そのニックネームは、心理学と機密情報収集の世界で有名になった。ハリネズミ型の専門家の視野は深いが狭い。中には、1つの問題だけにキャリアのすべてを費やしてきた人もいた。ハリネズミは、世界の動きについての理論を、自分の専門分野という1つのレンズだけを通して作り上げ、どんな出来事もその理論に合うように曲げてしまう。

「ハリネズミ型」の予測精度は得意分野でも悲惨

テトロックによると、ハリネズミは自らが専門とする1つの流派の中で「一心に働き、曖昧な問題に対して、型にはまった解決策を導き出す」。結果はどうでも構わない。成功しても失敗しても常に自分は正しく、自分の考えをさらに深く掘り進める。そうすることでハリネズミたちは、過去については見事な見解を述べるが、未来の予測ではチンパンジーのダーツ投げ並みだ。

一方のキツネは、テトロックによると、「さまざまな流派から意見を取り入れ、曖昧さや矛盾を受け入れる」。ハリネズミが狭さを代表する一方で、キツネは一つの領域・理論の外側に生息し、広がりを実現する。

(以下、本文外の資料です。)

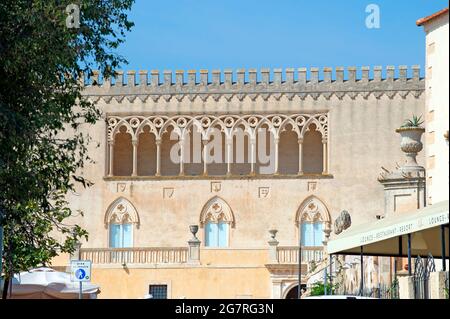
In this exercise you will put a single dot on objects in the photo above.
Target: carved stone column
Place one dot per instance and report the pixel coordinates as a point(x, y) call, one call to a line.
point(277, 141)
point(111, 158)
point(252, 155)
point(194, 246)
point(135, 143)
point(205, 155)
point(300, 156)
point(158, 157)
point(325, 156)
point(273, 243)
point(229, 158)
point(181, 156)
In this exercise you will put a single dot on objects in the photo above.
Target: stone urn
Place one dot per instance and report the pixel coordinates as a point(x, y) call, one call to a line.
point(273, 233)
point(411, 144)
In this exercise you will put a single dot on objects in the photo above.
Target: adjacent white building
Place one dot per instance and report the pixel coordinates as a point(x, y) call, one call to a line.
point(437, 104)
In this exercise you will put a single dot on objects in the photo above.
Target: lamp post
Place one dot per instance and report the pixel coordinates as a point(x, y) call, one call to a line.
point(78, 251)
point(1, 242)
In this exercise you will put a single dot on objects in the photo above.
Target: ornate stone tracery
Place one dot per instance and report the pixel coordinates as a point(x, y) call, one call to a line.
point(215, 210)
point(121, 211)
point(228, 123)
point(314, 210)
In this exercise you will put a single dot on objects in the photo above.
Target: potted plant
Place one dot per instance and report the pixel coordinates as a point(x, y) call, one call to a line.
point(411, 132)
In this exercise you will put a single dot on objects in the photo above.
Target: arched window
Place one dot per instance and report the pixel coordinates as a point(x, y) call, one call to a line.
point(217, 218)
point(314, 222)
point(120, 220)
point(313, 150)
point(312, 233)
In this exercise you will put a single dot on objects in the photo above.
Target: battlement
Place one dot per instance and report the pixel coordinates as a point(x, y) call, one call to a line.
point(204, 83)
point(252, 76)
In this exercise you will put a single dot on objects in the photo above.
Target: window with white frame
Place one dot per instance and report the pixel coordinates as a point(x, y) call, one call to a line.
point(217, 219)
point(121, 219)
point(312, 234)
point(121, 235)
point(216, 234)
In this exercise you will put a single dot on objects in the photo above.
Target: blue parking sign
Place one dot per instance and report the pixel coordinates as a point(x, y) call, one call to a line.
point(80, 270)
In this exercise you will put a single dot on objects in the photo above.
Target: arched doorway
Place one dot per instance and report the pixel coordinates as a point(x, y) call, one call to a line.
point(293, 292)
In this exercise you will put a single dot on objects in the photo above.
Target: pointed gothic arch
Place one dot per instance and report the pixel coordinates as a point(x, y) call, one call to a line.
point(121, 211)
point(312, 210)
point(217, 209)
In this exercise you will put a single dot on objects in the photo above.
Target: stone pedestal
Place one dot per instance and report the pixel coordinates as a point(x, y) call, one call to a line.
point(273, 243)
point(405, 187)
point(437, 284)
point(406, 287)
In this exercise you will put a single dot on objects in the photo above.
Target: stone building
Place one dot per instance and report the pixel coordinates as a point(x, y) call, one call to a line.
point(437, 104)
point(239, 154)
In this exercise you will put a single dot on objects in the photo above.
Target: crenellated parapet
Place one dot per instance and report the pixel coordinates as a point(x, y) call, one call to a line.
point(266, 83)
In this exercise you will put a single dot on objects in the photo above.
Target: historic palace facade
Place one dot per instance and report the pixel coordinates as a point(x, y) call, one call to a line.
point(238, 154)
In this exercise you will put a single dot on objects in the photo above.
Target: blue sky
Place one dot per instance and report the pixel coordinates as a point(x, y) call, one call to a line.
point(213, 34)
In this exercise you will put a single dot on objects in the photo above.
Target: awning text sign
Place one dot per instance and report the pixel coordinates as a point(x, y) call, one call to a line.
point(396, 229)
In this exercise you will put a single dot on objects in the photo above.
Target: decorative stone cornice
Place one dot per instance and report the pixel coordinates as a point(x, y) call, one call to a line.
point(227, 123)
point(210, 85)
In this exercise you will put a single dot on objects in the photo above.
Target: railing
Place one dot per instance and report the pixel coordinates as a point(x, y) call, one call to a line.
point(172, 255)
point(289, 255)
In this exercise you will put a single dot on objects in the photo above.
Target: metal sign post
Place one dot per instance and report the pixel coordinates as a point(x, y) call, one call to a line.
point(81, 272)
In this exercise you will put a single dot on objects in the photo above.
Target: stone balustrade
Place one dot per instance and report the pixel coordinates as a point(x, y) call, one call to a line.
point(289, 255)
point(148, 255)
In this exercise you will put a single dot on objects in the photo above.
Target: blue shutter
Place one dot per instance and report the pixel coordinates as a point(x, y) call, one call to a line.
point(114, 236)
point(318, 234)
point(307, 234)
point(127, 235)
point(211, 235)
point(223, 234)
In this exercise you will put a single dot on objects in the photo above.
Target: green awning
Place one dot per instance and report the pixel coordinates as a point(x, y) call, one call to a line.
point(385, 237)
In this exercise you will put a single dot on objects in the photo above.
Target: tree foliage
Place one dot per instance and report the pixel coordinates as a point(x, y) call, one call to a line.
point(42, 110)
point(318, 288)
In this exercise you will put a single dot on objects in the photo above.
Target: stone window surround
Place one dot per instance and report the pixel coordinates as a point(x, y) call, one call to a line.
point(228, 123)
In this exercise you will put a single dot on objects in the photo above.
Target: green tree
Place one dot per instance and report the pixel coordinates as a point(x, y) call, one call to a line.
point(318, 288)
point(42, 149)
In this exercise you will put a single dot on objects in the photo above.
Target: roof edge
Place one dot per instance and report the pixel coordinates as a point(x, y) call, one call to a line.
point(427, 19)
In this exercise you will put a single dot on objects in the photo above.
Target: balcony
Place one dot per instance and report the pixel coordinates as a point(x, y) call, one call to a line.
point(148, 255)
point(289, 255)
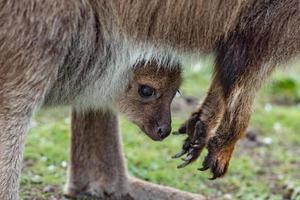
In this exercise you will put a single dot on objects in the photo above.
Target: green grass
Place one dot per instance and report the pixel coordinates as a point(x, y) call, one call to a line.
point(267, 169)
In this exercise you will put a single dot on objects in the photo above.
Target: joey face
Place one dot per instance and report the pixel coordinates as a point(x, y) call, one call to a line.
point(148, 97)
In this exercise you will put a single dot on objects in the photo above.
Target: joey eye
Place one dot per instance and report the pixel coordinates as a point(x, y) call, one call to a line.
point(146, 91)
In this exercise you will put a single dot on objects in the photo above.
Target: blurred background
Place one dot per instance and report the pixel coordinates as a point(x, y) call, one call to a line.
point(265, 164)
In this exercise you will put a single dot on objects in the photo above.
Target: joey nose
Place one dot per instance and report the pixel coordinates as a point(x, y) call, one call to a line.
point(164, 131)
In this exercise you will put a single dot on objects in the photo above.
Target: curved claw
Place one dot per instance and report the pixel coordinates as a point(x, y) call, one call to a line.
point(185, 163)
point(203, 169)
point(182, 129)
point(181, 153)
point(177, 133)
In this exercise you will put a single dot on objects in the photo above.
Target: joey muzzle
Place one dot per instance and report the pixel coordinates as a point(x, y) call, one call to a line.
point(158, 130)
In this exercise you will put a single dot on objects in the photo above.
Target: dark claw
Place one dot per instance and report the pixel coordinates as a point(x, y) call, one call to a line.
point(213, 178)
point(181, 153)
point(196, 146)
point(183, 164)
point(177, 133)
point(189, 157)
point(203, 168)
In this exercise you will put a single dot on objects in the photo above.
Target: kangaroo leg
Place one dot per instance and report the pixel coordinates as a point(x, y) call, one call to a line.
point(19, 97)
point(97, 166)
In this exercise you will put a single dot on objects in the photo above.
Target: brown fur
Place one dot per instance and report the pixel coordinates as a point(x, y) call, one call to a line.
point(81, 53)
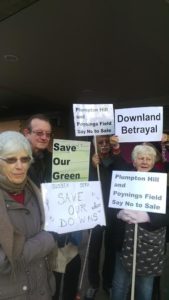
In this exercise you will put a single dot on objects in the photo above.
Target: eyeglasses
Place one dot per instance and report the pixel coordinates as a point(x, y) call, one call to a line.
point(41, 133)
point(13, 160)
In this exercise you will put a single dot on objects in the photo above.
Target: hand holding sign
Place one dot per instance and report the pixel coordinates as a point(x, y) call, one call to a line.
point(133, 217)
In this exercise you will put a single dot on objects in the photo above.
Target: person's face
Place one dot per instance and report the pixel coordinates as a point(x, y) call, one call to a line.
point(39, 135)
point(103, 144)
point(144, 162)
point(15, 171)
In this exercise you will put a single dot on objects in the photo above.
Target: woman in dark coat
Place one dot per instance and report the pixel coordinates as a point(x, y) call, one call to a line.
point(25, 248)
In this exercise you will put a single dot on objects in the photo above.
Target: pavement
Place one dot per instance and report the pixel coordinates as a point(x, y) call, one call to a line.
point(101, 294)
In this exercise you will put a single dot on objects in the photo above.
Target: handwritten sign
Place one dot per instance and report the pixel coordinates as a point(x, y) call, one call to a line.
point(93, 119)
point(144, 191)
point(72, 206)
point(70, 160)
point(139, 124)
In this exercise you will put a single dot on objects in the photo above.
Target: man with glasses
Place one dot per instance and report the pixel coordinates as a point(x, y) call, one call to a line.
point(38, 131)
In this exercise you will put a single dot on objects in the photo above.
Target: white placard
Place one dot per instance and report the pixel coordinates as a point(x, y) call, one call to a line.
point(93, 119)
point(72, 206)
point(144, 191)
point(139, 124)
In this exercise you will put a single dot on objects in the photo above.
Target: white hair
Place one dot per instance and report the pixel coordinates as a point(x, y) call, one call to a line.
point(13, 141)
point(143, 149)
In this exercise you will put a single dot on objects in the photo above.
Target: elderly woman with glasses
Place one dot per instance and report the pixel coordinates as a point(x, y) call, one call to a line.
point(25, 248)
point(150, 237)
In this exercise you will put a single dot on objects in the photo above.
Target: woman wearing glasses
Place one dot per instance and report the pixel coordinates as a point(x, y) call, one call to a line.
point(24, 245)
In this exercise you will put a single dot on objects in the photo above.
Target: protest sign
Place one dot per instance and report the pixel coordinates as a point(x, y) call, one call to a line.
point(72, 206)
point(93, 119)
point(144, 191)
point(70, 160)
point(139, 124)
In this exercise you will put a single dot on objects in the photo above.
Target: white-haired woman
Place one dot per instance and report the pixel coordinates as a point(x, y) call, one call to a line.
point(24, 245)
point(151, 238)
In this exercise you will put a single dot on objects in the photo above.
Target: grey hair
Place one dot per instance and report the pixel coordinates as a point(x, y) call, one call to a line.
point(13, 141)
point(143, 149)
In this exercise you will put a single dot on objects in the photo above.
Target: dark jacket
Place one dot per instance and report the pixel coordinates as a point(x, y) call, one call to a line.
point(40, 170)
point(29, 277)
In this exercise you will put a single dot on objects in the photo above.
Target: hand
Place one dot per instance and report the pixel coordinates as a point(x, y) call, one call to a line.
point(164, 138)
point(59, 238)
point(95, 160)
point(133, 216)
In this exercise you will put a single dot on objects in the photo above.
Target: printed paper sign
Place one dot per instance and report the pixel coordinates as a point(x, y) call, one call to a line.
point(144, 191)
point(72, 206)
point(93, 119)
point(70, 160)
point(139, 124)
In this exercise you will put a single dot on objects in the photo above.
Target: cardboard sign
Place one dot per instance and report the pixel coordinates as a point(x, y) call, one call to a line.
point(70, 160)
point(144, 191)
point(72, 206)
point(93, 119)
point(139, 124)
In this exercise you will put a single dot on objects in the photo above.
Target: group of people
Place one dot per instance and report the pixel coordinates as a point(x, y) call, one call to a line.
point(29, 256)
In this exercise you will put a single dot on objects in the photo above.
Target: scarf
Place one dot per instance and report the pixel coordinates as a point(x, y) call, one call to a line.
point(11, 240)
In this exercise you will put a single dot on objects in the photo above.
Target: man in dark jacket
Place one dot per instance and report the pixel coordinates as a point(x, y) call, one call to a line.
point(105, 157)
point(38, 131)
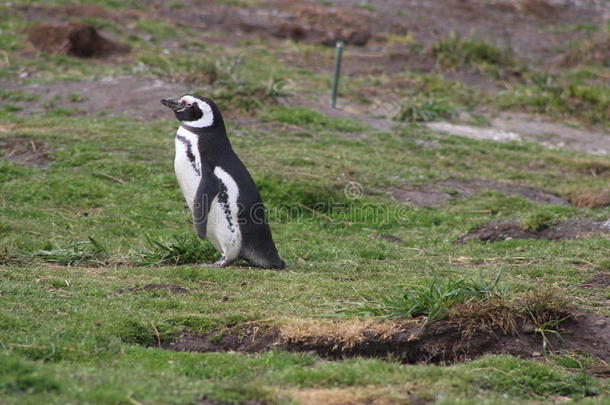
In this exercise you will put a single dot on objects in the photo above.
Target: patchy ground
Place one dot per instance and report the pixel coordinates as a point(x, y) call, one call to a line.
point(410, 342)
point(508, 229)
point(440, 102)
point(137, 97)
point(26, 151)
point(441, 192)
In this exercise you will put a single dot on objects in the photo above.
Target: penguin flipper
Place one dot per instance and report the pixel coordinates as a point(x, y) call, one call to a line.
point(208, 189)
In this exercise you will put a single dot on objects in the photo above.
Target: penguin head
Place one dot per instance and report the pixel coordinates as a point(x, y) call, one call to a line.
point(194, 111)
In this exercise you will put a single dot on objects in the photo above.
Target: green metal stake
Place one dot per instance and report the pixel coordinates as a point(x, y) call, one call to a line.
point(337, 73)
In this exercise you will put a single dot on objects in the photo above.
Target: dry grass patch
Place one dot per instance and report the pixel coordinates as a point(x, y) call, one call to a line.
point(339, 333)
point(346, 396)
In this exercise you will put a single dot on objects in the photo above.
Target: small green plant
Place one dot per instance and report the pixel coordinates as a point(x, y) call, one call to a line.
point(184, 249)
point(547, 328)
point(76, 98)
point(306, 118)
point(432, 299)
point(18, 95)
point(87, 252)
point(420, 109)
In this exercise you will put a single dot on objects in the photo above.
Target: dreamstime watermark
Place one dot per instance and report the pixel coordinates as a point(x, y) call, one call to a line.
point(353, 190)
point(351, 211)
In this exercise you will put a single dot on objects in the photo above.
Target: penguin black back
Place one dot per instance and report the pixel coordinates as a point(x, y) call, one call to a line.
point(224, 199)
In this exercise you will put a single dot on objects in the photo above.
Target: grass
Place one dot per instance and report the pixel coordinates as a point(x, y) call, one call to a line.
point(184, 249)
point(88, 252)
point(556, 96)
point(425, 110)
point(432, 299)
point(79, 248)
point(454, 51)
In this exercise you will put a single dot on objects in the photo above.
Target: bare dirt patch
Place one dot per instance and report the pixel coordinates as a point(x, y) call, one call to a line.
point(136, 97)
point(410, 341)
point(76, 39)
point(507, 229)
point(172, 288)
point(26, 151)
point(599, 199)
point(599, 281)
point(441, 192)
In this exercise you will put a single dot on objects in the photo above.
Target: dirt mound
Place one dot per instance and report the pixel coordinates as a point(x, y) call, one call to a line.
point(77, 39)
point(26, 151)
point(439, 193)
point(327, 26)
point(173, 288)
point(507, 229)
point(410, 341)
point(600, 199)
point(132, 96)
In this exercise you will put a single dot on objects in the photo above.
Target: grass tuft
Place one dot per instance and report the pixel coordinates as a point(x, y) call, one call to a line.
point(18, 376)
point(420, 109)
point(454, 51)
point(184, 249)
point(87, 252)
point(432, 299)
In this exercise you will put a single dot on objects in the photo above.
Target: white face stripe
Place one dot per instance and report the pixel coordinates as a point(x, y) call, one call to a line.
point(208, 116)
point(188, 175)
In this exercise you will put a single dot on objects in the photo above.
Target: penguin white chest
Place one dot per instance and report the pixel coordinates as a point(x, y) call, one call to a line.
point(222, 221)
point(187, 164)
point(223, 224)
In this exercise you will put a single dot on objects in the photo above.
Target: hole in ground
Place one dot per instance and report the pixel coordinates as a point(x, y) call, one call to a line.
point(411, 342)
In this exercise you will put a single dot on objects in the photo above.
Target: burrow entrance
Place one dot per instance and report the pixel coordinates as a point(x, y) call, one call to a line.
point(410, 342)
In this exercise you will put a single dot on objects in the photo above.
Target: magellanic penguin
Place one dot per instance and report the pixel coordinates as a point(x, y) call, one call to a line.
point(226, 205)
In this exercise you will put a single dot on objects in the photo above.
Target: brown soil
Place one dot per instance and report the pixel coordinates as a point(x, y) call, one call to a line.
point(173, 288)
point(439, 193)
point(600, 199)
point(77, 39)
point(136, 97)
point(26, 151)
point(411, 342)
point(507, 229)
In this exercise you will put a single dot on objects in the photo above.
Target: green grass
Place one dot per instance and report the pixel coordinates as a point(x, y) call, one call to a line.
point(424, 110)
point(312, 120)
point(432, 299)
point(454, 51)
point(78, 247)
point(559, 97)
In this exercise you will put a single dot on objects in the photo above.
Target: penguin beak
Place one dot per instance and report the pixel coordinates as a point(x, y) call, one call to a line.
point(171, 103)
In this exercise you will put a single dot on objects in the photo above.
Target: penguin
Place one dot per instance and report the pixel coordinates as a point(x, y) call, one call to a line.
point(222, 196)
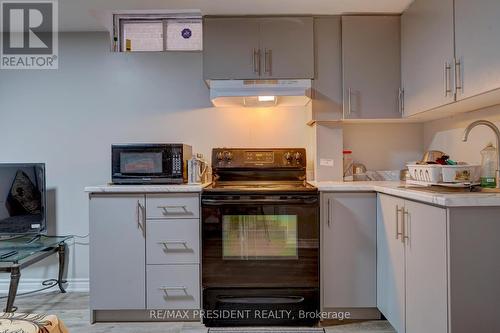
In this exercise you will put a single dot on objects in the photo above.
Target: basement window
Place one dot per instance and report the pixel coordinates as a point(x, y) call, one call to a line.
point(157, 33)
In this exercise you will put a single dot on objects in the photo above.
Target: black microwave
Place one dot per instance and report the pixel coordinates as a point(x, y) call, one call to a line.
point(154, 163)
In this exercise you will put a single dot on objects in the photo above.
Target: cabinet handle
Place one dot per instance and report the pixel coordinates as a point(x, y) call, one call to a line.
point(398, 210)
point(173, 288)
point(166, 243)
point(349, 101)
point(255, 59)
point(447, 78)
point(401, 93)
point(182, 207)
point(328, 212)
point(141, 216)
point(458, 75)
point(403, 226)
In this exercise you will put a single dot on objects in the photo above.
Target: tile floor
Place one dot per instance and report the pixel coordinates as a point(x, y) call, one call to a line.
point(72, 308)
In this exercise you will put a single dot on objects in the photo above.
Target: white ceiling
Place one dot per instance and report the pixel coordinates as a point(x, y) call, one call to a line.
point(81, 15)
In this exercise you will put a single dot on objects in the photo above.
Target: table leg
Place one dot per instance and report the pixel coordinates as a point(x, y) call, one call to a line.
point(15, 275)
point(62, 262)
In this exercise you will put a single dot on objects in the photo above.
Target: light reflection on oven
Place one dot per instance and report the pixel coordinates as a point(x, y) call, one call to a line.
point(259, 237)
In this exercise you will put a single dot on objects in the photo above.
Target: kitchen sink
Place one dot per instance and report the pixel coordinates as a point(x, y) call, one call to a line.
point(451, 190)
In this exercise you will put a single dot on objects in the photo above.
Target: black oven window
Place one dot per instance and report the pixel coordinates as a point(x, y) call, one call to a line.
point(141, 163)
point(259, 237)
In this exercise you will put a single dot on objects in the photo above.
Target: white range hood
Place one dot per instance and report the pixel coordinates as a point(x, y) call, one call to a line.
point(260, 93)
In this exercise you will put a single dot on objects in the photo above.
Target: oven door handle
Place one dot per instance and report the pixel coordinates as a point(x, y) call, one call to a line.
point(215, 202)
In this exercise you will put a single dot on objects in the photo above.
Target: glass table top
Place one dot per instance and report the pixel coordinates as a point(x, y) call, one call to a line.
point(17, 248)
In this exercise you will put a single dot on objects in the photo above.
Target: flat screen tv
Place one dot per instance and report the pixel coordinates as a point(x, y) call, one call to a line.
point(22, 198)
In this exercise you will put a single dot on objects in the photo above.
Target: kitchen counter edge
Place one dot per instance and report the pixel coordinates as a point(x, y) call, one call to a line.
point(173, 188)
point(395, 188)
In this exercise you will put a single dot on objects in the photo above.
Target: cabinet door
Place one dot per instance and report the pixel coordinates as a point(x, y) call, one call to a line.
point(477, 40)
point(327, 83)
point(287, 47)
point(426, 267)
point(349, 250)
point(427, 48)
point(117, 252)
point(371, 66)
point(390, 261)
point(229, 48)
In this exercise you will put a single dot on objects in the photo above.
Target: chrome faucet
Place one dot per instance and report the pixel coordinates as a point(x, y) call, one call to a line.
point(497, 133)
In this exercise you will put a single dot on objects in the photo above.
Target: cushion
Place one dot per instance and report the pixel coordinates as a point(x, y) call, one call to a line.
point(11, 322)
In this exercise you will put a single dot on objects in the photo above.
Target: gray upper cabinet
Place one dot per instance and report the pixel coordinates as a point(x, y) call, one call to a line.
point(117, 252)
point(230, 48)
point(287, 47)
point(371, 66)
point(327, 83)
point(258, 48)
point(427, 52)
point(477, 46)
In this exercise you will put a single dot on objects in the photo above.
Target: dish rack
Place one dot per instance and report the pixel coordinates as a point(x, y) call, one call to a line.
point(444, 175)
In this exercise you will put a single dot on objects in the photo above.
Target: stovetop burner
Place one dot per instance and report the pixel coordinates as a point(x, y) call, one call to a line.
point(259, 170)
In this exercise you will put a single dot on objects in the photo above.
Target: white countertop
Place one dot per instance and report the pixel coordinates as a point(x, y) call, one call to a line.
point(395, 188)
point(145, 188)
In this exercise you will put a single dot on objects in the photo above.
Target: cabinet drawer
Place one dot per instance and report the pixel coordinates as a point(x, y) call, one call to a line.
point(173, 241)
point(172, 206)
point(173, 287)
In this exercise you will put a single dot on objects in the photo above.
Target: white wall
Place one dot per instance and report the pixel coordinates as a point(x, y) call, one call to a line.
point(446, 134)
point(384, 146)
point(68, 118)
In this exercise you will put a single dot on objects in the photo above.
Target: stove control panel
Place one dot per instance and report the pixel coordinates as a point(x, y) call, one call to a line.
point(259, 158)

ハリネズミたちは自分の専門分野の長期的な予測に関して、特にひどい結果を出した。しかも、その分野で経験や実績を積むと、予測の結果はさらに悪化した。多くの情報を扱うようになればなるほど、どんなストーリーも自分の世界観に当てはめられるようになったからだ。

ハリネズミは、すべての世界の出来事を自分好みの鍵穴から見て、何事に関しても説得力のあるストーリーを作り、しかも威厳を持ってそのストーリーを語る。これはテレビで映える強みである。

テトロックは明らかにキツネだ。2005年に、テトロックは専門家による判断についての長年の研究成果を発表した。それに注目したのが、IARPA(米国情報高等研究開発活動)だ。IARPAは政府組織で、アメリカの機密情報関連の最も難しい課題についての研究をサポートしている。2011年に、IARPAは4年間に及ぶ予測トーナメントを立ち上げ、研究者が率いる5つのチームが予測を競い合った。

参加チームは、誰を採用しても、訓練しても、何を試しても構わない。4年の間、期限の日まで毎日、予測を朝9時までに提出することが求められた。

問題は簡単ではなかった。「EU加盟国のうちの1カ国が、この日までにEUを脱退する可能性はどのくらいか」「日経平均の終値は9500円を上回るか」「東シナ海での銃撃戦で、10人以上の命が失われる確率は」。予測は何度でも変更できたが、全体を通じての正確さで点数が決まる仕組みだったので、締め切り直前に優れた予測をしても、得られる点数は低かった。